Loss of Hip1 leads to constitutive expression of histone genes. (A) Wild-type (SW5) and hip1Δ (SW137) cells were grown to mid-log phase in YE5S medium at 30°C. Cells were synchronized in early G₂ by centrifugal elutriation, inoculated into fresh YE5S medium, and sampled at 20-min intervals as indicated. The synchronicity of the cultures was determined by counting the percentage of cells with a septum (top panels). RNA was prepared from each sample and analyzed by Northern blotting with the indicated probes. cdc2⁺ mRNA levels served as a loading control. (B) Samples from the first cell cycle (0 to 120 min) were analyzed side by side as described above, and mRNA levels relative to the loading control were determined with a Phosphorimager. (C) Samples from the first cell cycle (0 to 120 min) were analyzed by Northern blotting with the indicated probes.

FIG. 8.

hip1Δ and slm9Δ cells are sensitive to spindle damage. (A) Strains SW5 (wild type) SW137 (hip1Δ), JK2246 (slm9Δ), and SW152(slm9Δ hip1Δ) were grown to log phase in YE5S medium. Cultures were diluted to approximately 0.4 × 10⁷ cells/ml, subjected to fivefold serial dilutions, and spotted on YE5S agar or YE5S agar supplemented with TBZ at the indicated concentration. Plates without TBZ were incubated at 30°C for 3 days, while plates supplemented with TBZ were incubated at 30°C for 6 days. (B) The elongated cell morphology of slm9Δ and hip1Δ cells is independent of Mad2 and Bub1. Comparison of the morphology of wild-type (w.t.), slm9Δ, hip1Δ, mad2Δ slm9Δ, mad2Δ hip1Δ, bub1Δ slm9Δ, and bub1Δ hip1Δ cells is shown.
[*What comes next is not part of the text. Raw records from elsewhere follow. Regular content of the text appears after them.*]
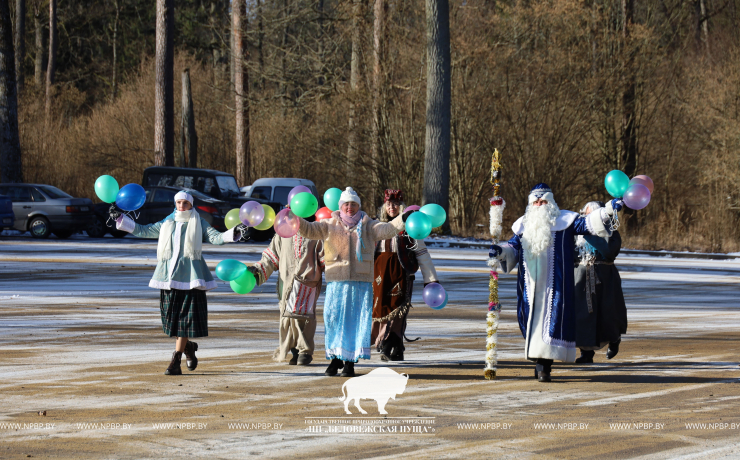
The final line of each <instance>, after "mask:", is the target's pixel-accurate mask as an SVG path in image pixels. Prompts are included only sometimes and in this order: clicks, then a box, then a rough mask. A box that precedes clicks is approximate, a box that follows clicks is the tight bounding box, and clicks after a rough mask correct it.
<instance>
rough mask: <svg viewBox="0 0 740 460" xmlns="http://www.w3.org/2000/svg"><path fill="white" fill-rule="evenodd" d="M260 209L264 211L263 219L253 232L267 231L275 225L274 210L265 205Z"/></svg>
mask: <svg viewBox="0 0 740 460" xmlns="http://www.w3.org/2000/svg"><path fill="white" fill-rule="evenodd" d="M262 208H263V209H264V210H265V218H264V219H263V220H262V222H261V223H260V224H259V225H257V226H255V227H254V228H255V230H267V229H268V228H270V227H272V225H273V224H274V223H275V210H274V209H272V207H271V206H268V205H266V204H263V205H262Z"/></svg>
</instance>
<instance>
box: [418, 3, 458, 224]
mask: <svg viewBox="0 0 740 460" xmlns="http://www.w3.org/2000/svg"><path fill="white" fill-rule="evenodd" d="M426 17H427V18H426V20H427V111H426V112H427V113H426V118H427V120H426V138H425V143H424V196H423V202H424V204H426V203H436V204H438V205H440V206H442V207H443V208H444V209H445V211H447V210H448V209H449V200H450V119H451V69H450V5H449V2H448V0H426ZM448 228H449V224H446V229H448Z"/></svg>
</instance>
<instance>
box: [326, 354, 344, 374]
mask: <svg viewBox="0 0 740 460" xmlns="http://www.w3.org/2000/svg"><path fill="white" fill-rule="evenodd" d="M343 367H344V363H342V360H341V359H337V358H334V359H332V360H331V363H329V367H327V368H326V371H325V372H324V375H328V376H329V377H333V376H335V375H337V371H338V370H339V369H341V368H343Z"/></svg>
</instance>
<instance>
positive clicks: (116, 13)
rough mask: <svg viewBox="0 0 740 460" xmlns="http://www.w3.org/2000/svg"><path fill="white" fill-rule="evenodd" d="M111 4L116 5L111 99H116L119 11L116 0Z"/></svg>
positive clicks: (116, 89) (113, 42)
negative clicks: (116, 67) (115, 17)
mask: <svg viewBox="0 0 740 460" xmlns="http://www.w3.org/2000/svg"><path fill="white" fill-rule="evenodd" d="M113 4H114V5H115V6H116V19H115V20H114V21H113V76H112V78H111V86H112V91H111V100H115V99H116V92H117V91H118V83H117V80H116V78H117V76H116V63H117V61H118V59H117V56H118V53H117V51H118V48H117V45H118V15H119V13H120V8H119V6H118V0H115V1H114V2H113Z"/></svg>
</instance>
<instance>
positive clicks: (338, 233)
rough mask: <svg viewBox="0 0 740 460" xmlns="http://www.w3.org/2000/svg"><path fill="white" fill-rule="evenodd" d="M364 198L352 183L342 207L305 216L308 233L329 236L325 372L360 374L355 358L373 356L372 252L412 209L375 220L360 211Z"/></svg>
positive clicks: (327, 253) (300, 233)
mask: <svg viewBox="0 0 740 460" xmlns="http://www.w3.org/2000/svg"><path fill="white" fill-rule="evenodd" d="M360 205H361V202H360V197H359V196H358V195H357V193H355V191H354V190H352V187H347V189H346V190H345V191H344V192H342V195H341V198H340V199H339V210H338V211H334V213H332V217H331V218H330V219H324V220H322V221H321V222H307V221H305V220H303V219H300V230H299V232H300V234H301V236H303V237H304V238H308V239H312V240H323V241H324V261H325V263H326V272H325V273H326V281H327V286H326V301H325V302H324V329H325V337H324V342H325V344H326V359H330V360H331V363H330V364H329V367H328V368H327V369H326V372H325V374H326V375H329V376H332V375H337V371H338V370H339V369H343V370H342V377H352V376H354V375H355V370H354V363H356V362H357V361H358V360H359V359H360V358H362V359H370V334H371V331H372V325H373V305H372V302H373V286H372V283H374V282H378V283H380V281H379V280H374V279H373V257H374V254H375V243H376V242H377V241H380V240H387V239H389V238H393V237H394V236H396V235H398V234H399V233H401V232H403V231H404V230H405V228H406V226H405V225H404V222H405V220H406V217H407V216H408V214H410V212H409V213H406V214H404V215H403V216H398V217H397V218H395V219H394V220H393V221H391V222H388V223H382V222H378V221H377V220H373V219H371V218H370V217H369V216H368V215H367V214H365V213H364V212H362V211H360Z"/></svg>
Cultures were grown at 30°C, and the mean cell length (micrometers) ± standard deviation is indicated.

FIG. 9.

Loss of Slm9 or Hip1 impairs transcriptional silencing. (A) Schematic of cen1 showing the relative insertion sites of the arg3⁺ and ade6⁺ marker genes. (B) Silencing in the outer repeats. Cells containing the otrR1::ade6⁺ allele in combination with the appropriate deletions were grown to log phase, subjected to 10-fold serial dilutions, and spotted onto YE5S agar lacking adenine. Plates were incubated for 3 to 4 days at 30°C. Row 1, SW26; row 2, SW4; row 3, FY1181; row 4, SW151; and row 5, SW118. (C) Silencing in the central core (cnt1). Cells containing the cnt1::arg3⁺ allele were spotted onto EMM plates lacking arginine (−Arg) or supplemented with arginine (+Arg) and incubated at either 25 or 30°C as indicated. Strains: row 1, 972; row 2, 1645; row 3, 2221; row 4, 6243; row 5, 6246; row 6, 4462. (D) Telomeric silencing. Cells containing the tel1L::his3⁺ insertion were spotted onto EMM plates lacking histidine (−His) or supplemented with histidine (+His) and incubated at 30°C. The strains used were: row 1, SW4; row2, FY86; row 3, FY1862; row 4, SW189; and row 5, SW188. (E) Silencing at the mating type loci. Cells containing the mat3-M::ade6⁺ allele in combination with the appropriate deletions were spotted onto YE5S agar lacking adenine. The strains were: row 1, SW26; row 2, SW4; row 3, PG1672; row 4, SW150; and row 6, SW149.

FIG. 10.

Hip1 and Slm9 are not required for the localization of Cnp1 or Swi6. (A) Chromatin immunoprecipitation analysis. The association of histone H3 and Cnp1 with centromeric sequences was compared in wild-type (SW61), hip1Δ (SW147), slm9Δ (JK2246), and hip1Δ slm9Δ (SW153) backgrounds. The positions of the specific PCR products are indicated, and fbp served as a euchromatic control. (B) Cells expressing green fluorescent protein-Swi6 were grown to mid-log phase at 30°C and analyzed by fluorescence microscopy. The wild-type (FY2214), hip1Δ (SW193), and slm9Δ (SW194) strains were used. (C) The frequency of wild-type, hip1Δ, and slm9Δ cells with 1, 2, 3, 4, or 5 Swi6 signals is shown. More than 100 cells were examined for each background.